While your previous example was a plain data.frame
(I called it df
).
This plays a role in how your columns are extracted in the chisqmatrix
code from here. Specifically:
m[i,j] = chisq.test(x[,i],x[,j],)$p.value
With a simple data.frame
, selecting the first column gives you a numeric vector, which is what you want:
> df[,1]
[1] 0 0 1 1 1 1 0 1 0
> class(df[,1])
[1] "numeric"
While with a tibble
, you will get another tibble
:
> data[,1]
# A tibble: 9 x 1
CA
<dbl>
1 0
2 0
3 1
4 1
5 1
6 1
7 0
8 1
9 0
> class(data[,1])
[1] "tbl_df" "tbl" "data.frame"
So, two ways to deal with this. One way is to use double brackets (e.g., df[[1]]

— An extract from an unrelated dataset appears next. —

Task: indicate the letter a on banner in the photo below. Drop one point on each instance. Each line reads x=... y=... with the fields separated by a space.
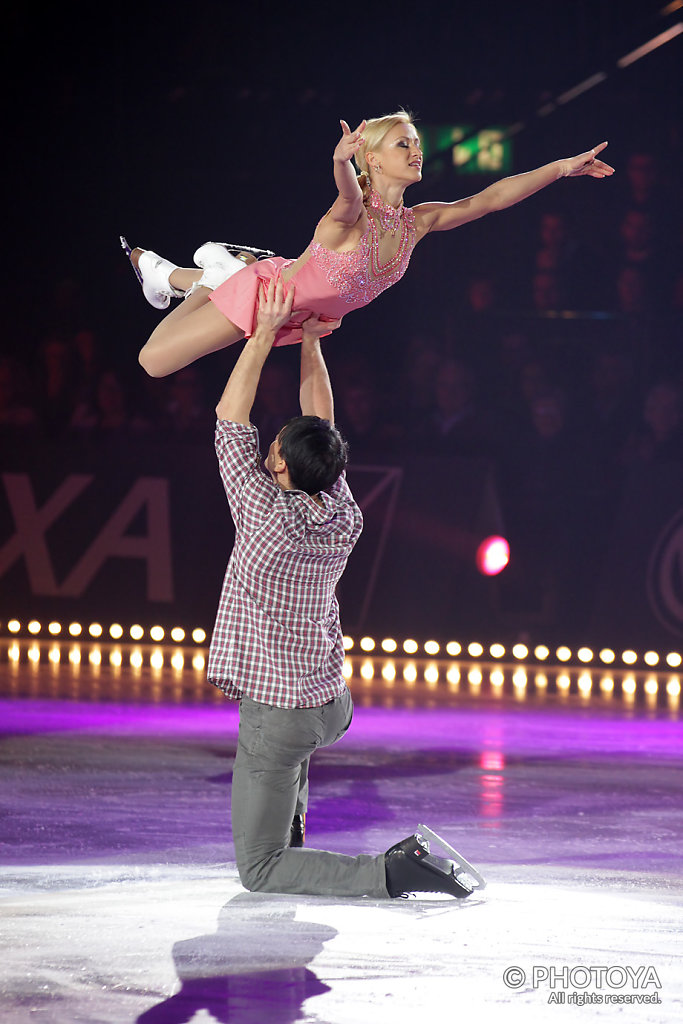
x=112 y=542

) which will extract a numeric vector:
> data[[1]]
[1] 0 0 1 1 1 1 0 1 0
Or, you can add drop = TRUE
to coerce to a vector (e.g., df[,1, drop = TRUE]
):
> data[,1,drop=T]
[1] 0 0 1 1 1 1 0 1 0
Because with a tibble
the [
defaults to drop = FALSE
:
https://tibble.tidyverse.org/reference/subsetting.html
So, here is the same function to reproduce your desired result:
chisqmatrix <- function(x) {
names = colnames(x); num = length(names)
m = matrix(nrow=num,ncol=num,dimnames=list(names,names))
for (i in 1:(num-1)) {
for (j in (i+1):num) {
#browser()
m[j,i] = chisq.test(x[, i, drop = TRUE],x[, j, drop = TRUE])$p.value
}
}
return (m)
}
mat <- chisqmatrix(data[c("CA", "Pos", "Mon", "Sc", "ood", "Eco")])
mat[-1, -ncol(mat)]
CA Pos Mon Sc ood
Pos 0.2356799 NA NA NA NA
Mon 1.0000000 1.0000000 NA NA NA
Sc 1.0000000 0.1441270 1.0000000 NA NA
ood 0.5303348 1.0000000 1.0000000 1.0000000 NA
Eco 0.4220127 0.2399069 0.6669878 0.1562356 0.2959326
Note: I removed "Orp" as this will give an error from the sample data where there is only a single level; so you can replace with:
chisqmatrix(data[c("CA", "Pos", "Mon", "Sc", "ood", "Eco", "Orp")])
if using your full data.
Please let me know if this works for you.